Dumas tuvo que maniobrar entre todas estas tensiones, viajando en secreto a Madrid para entrevistarse con las autoridades españolas, entre otros con Suárez y el rey Juan Carlos. Tuvo que calmar a los herederos, algunos de los cuales dudaban sobre la conveniencia de ceder el cuadro y sus bocetos (incluidos expresamente por Picasso en el lote que debía volver a la España democrática) sin contraprestación. Garantizó que el traslado no fuera instrumentalizado políticamente por el nuevo Gobierno español. Y, sobre todo, logró que el MoMA accediera a entregar la obra en septiembre de 1981, una vez consolidada la democracia.

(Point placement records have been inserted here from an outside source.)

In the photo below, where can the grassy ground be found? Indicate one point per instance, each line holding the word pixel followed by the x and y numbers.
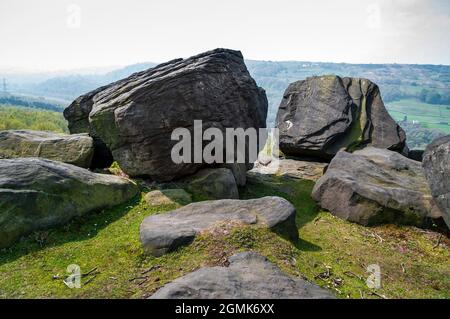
pixel 331 252
pixel 428 115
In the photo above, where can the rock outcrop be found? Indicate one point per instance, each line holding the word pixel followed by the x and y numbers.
pixel 136 116
pixel 76 149
pixel 248 276
pixel 213 183
pixel 374 186
pixel 163 233
pixel 321 115
pixel 292 168
pixel 436 163
pixel 168 197
pixel 38 193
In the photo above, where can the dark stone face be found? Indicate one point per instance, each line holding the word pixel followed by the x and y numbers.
pixel 436 163
pixel 135 116
pixel 376 186
pixel 321 115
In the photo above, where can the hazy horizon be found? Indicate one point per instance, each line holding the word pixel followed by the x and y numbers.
pixel 61 35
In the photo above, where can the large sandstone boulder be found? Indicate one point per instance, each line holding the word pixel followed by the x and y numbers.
pixel 374 186
pixel 248 276
pixel 292 168
pixel 323 114
pixel 76 149
pixel 77 114
pixel 39 193
pixel 213 183
pixel 163 233
pixel 436 163
pixel 136 116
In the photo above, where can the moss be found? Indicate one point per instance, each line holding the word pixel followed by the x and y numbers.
pixel 331 252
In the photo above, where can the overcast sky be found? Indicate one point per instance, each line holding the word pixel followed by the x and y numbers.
pixel 60 34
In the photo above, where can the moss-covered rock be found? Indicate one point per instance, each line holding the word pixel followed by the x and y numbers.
pixel 322 115
pixel 375 186
pixel 37 194
pixel 76 149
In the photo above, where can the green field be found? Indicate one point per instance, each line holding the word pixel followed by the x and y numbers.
pixel 19 118
pixel 428 115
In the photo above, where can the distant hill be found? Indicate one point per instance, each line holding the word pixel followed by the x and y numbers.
pixel 68 87
pixel 421 93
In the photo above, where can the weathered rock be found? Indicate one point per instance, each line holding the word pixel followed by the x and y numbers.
pixel 38 193
pixel 74 149
pixel 213 183
pixel 168 197
pixel 248 276
pixel 293 168
pixel 163 233
pixel 436 163
pixel 77 114
pixel 374 186
pixel 321 115
pixel 416 155
pixel 135 116
pixel 239 171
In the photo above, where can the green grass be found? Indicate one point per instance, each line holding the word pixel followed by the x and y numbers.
pixel 331 252
pixel 18 117
pixel 429 115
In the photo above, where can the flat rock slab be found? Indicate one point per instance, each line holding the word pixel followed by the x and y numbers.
pixel 248 276
pixel 324 114
pixel 76 149
pixel 292 168
pixel 38 193
pixel 375 186
pixel 168 197
pixel 165 232
pixel 436 163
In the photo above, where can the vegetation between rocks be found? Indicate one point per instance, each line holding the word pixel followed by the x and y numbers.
pixel 331 252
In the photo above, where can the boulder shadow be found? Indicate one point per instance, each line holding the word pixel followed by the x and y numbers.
pixel 78 229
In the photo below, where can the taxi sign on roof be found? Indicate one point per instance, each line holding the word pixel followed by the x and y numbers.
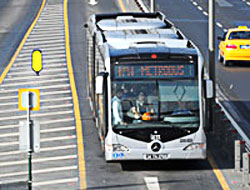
pixel 242 27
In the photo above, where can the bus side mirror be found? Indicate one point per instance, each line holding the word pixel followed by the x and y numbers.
pixel 220 38
pixel 99 84
pixel 209 89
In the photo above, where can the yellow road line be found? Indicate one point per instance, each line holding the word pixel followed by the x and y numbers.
pixel 218 173
pixel 81 157
pixel 5 72
pixel 122 6
pixel 211 161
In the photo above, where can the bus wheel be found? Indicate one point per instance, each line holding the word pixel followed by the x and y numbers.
pixel 220 58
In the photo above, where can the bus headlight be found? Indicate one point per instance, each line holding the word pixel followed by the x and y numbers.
pixel 120 148
pixel 194 146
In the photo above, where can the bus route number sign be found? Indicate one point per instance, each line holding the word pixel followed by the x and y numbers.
pixel 154 71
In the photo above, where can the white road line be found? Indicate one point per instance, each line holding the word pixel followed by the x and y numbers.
pixel 45 42
pixel 219 24
pixel 152 183
pixel 35 82
pixel 31 73
pixel 63 75
pixel 39 160
pixel 42 123
pixel 205 13
pixel 194 3
pixel 42 94
pixel 54 29
pixel 58 138
pixel 35 39
pixel 200 8
pixel 44 53
pixel 41 150
pixel 55 45
pixel 55 182
pixel 55 169
pixel 57 22
pixel 61 86
pixel 223 3
pixel 36 115
pixel 41 131
pixel 38 35
pixel 49 61
pixel 61 138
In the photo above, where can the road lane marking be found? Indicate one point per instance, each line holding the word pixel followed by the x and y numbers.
pixel 152 183
pixel 49 61
pixel 81 156
pixel 223 3
pixel 35 82
pixel 61 75
pixel 41 131
pixel 41 171
pixel 42 101
pixel 44 52
pixel 22 43
pixel 55 148
pixel 200 8
pixel 55 182
pixel 41 123
pixel 59 86
pixel 43 42
pixel 57 106
pixel 36 115
pixel 32 46
pixel 60 138
pixel 219 24
pixel 42 94
pixel 38 160
pixel 194 3
pixel 205 13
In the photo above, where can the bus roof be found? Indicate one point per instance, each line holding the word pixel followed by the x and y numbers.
pixel 127 21
pixel 161 52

Sexo, bromas y dinero debajo de la cama

Además de en el affaire Guernica, el libro de Dumas y Savatier se recrea en los detalles de la vida íntima del último Picasso en Notre-Dame-de-Vie. Aquel Picasso crepuscular dibujaba sin descanso –sexos femeninos, sobre todo– y se negaba a tirar nada, desde sobres de cartas hasta apuntes eróticos que Jacqueline, con la complicidad de Dumas, acabó quemando en la chimenea tras su muerte. "No tienen valor artístico", dictaminó ella. "No sirven ni al arte ni a la memoria del pintor".

Aquel Picasso animaba a su loro a defecar a voluntad para divertir a las visitas firmaba cheques que nadie cobraba, porque su firma valía más que el importe del talón de turno, y pagaba sus cenas con un garabato sobre el mantel. No era exactamente tacaño, pero sí tenía una relación neurótica con el dinero. Tras su muerte, se descubrieron varias maletas repletas de billetes debajo de su cama. Se negó siempre a ingresarlos en el banco. "No quiero intereses", dijo una vez.

Dumas fue testigo de estas rarezas con una mezcla de indulgencia y admiración. Lo acompañó en visitas teatrales, lo escuchó despotricar contra sus hijos, lo vio emocionarse con un regalo de Rostropóvich y lo oyó recitar versos surrealistas que nadie comprendía del todo. Una vez le pidió que se dejara barba para hacerle un retrato. El abogado obedeció. El resultado fue un dibujo fechado en julio de 1970, que conservó hasta el final de su vida.

Firma de la herencia de Picasso en 1979 en ausencia de su viuda.
Firma de la herencia de Picasso en 1979 en ausencia de su viuda.

La muerte del pintor, en 1973, no detuvo su influencia. Dumas asumió entonces la doble tarea de defender su legado artístico y gestionar el complicado reparto de su herencia, que se firmó seis años después. "Era un hombre difícil, pero nunca mezquino", escribe. "Su vida privada era un laboratorio de caos; su pintura, la manera de ordenarlo".